Pero esas eran normas que no se estaban cumpliendo, y Fray Bernardino de Sigüenza no parecía dispuesto a consentirlo. La princesa Anacaona aún no había sido bautizada, y, por lo tanto, no había tenido ocasión de renegar de la fe en Cristo y transformarse en hereje. Tampoco había proclamado públicamente formar parte de la comunidad judía o musulmana, y por idéntica razón tampoco podía ser considerada infiel. Era pues una simple y sencilla pagana, lo cual significaba que había que protegerla, defenderla y darle la oportunidad de bautizarse, en lugar de tenderle una trampa y pretender ajusticiarla.
–¿Lo habéis entendido? –fue lo último que se le ocurrió añadir a Fray Bernardino cuando por fin se le acabaron los insultos.
–Lo he entendido –admitió el gobernador con sequedad–. Pero lo que Vos no entendéis es que con reyes no cuentan leyes.
–¿Y qué intentáis decir con semejante mamarrachada?
–Que si Anacaona se empeña en considerarse reina de Xaraguá no puede pretender que se le apliquen unas normas dictadas para el común de los mortales. Es su propio empecinamiento el que los pierde, no mi falta de comprensión.
–Es lo más hipócrita que he oído en mucho tiempo –sentenció el de Sigüenza–. Y lo más rastrero.
–Empiezo a cansarme de vuestras palabras y vuestro tono –le hizo notar Ovando–. Abusáis de mi paciencia y mi amistad, pero todo tiene un límite.
–¿Y qué pensáis hacer? –La agresividad del franciscano no disminuía lo más mínimo–. ¿Ahorcarme? ¿Encerrarme tal vez? Sabéis muy bien que no tenéis atribuciones para ello, y no creo que deseéis enfrentaros a la Santa Madre Iglesia. La primera obligación de un siervo de Cristo es defender a su rebaño, y eso es lo que estoy haciendo, puesto que esas desgraciadas a las que violan vuestros soldados son parte de mi rebaño mal que os pese. ¡Alzad un dedo contra mí y conseguiré que os excomulguen!

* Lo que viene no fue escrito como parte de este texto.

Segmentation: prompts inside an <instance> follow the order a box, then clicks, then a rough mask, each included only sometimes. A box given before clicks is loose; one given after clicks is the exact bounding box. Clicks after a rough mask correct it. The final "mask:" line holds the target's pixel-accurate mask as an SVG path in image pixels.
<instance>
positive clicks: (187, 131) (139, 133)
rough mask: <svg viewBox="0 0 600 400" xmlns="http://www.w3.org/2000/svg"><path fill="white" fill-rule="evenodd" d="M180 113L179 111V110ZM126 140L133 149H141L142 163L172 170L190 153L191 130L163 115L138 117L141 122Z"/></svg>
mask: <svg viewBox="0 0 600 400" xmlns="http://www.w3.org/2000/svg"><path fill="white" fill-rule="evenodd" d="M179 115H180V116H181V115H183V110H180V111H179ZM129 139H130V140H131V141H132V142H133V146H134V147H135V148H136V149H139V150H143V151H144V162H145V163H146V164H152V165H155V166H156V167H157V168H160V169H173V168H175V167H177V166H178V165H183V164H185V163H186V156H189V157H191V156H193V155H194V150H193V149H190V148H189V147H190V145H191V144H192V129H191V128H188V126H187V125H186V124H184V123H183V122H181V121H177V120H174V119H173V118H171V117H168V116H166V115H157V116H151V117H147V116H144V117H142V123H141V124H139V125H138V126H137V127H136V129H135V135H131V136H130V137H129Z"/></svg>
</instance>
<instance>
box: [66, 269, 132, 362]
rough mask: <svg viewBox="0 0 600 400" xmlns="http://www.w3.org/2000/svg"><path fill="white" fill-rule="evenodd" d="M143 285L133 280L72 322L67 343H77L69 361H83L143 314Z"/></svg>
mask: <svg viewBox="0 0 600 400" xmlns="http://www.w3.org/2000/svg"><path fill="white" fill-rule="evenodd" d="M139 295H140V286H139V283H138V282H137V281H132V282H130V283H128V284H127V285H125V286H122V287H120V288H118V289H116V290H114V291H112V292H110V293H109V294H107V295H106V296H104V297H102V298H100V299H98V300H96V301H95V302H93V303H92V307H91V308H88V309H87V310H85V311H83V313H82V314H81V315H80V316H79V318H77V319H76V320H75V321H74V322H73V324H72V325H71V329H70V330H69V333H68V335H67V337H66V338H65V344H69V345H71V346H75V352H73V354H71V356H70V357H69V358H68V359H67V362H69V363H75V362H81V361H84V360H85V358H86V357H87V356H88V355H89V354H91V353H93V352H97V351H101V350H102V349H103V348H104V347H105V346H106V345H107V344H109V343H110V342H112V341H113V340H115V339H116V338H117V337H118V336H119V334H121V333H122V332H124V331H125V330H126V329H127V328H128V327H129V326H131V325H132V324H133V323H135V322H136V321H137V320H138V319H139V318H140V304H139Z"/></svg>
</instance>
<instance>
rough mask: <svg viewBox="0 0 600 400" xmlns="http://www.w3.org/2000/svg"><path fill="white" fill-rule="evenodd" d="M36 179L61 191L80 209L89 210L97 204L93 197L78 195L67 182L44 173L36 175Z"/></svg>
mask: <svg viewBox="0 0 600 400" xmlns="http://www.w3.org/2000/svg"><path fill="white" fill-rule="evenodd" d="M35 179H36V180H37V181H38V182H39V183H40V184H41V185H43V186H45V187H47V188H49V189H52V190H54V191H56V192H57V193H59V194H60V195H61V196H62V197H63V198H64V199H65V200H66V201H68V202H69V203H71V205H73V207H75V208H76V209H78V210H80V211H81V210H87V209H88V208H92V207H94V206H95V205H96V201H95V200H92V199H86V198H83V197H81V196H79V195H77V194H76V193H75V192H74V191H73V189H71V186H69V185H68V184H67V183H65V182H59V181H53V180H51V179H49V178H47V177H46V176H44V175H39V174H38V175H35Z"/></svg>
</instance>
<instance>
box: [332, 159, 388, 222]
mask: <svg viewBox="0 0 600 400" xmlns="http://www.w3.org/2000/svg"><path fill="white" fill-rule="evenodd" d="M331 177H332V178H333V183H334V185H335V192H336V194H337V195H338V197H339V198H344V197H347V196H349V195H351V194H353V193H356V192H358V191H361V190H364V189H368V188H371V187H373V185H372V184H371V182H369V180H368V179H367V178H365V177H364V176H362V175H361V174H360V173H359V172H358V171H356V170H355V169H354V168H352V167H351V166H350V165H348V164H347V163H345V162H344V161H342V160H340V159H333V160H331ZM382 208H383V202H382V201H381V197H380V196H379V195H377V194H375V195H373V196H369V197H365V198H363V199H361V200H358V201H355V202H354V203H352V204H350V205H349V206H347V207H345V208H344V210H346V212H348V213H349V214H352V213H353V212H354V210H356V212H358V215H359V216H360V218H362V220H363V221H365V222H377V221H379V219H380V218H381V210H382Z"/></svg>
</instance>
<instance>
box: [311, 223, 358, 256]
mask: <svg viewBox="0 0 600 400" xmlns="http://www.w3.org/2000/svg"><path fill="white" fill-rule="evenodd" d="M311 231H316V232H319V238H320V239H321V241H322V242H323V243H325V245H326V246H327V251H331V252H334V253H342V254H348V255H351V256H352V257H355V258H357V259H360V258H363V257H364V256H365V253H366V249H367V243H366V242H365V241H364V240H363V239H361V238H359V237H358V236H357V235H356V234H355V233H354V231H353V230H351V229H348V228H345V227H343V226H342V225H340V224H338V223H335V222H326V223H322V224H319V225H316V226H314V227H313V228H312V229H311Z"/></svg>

–¿Os habéis vuelto loco? –se escandalizó el gobernador palideciendo–. ¿O es que acaso El Maligno se ha apoderado de Vos?
–Ni loco, ni poseído más que por la justa ira de Dios –fue la respuesta–. La misma ira que os invadiría si bajarais de vuestro pedestal y vierais las marcas que los dientes de soldados españoles dejan en la entrepierna de niñas inocentes. ¡Esos son a los que tenéis que ahorcar, no a la princesa!
–Que los busquen y los ahorquen –sentenció el otro volviéndose apenas al capitán de su guardia–. Y Vos, padre, salid de aquí y que no vuelva a veros nunca.
–No volveréis a verme –señaló Fray Bernardino de Sigüenza convencido–. Pero tened por seguro que si vuestro comportamiento sigue siendo el mismo me oiréis con harta frecuencia.
–¿Os atrevéis a desafiarme?
–Decididamente, sí.
Dio media vuelta y se alejó con tanta altivez que podría pensarse que había dejado de ser el maloliente hombrecillo que siempre deseó pasar inadvertido, para transformarse en un llamativo gigante, y su antiguo compañero de Salamanca no pudo por menos que aceptar que tal vez sus amenazas se cumplieran y se vería obligado a seguir escuchando lo que quisiera decirle aunque nunca tuviera ocasión de volver a verle.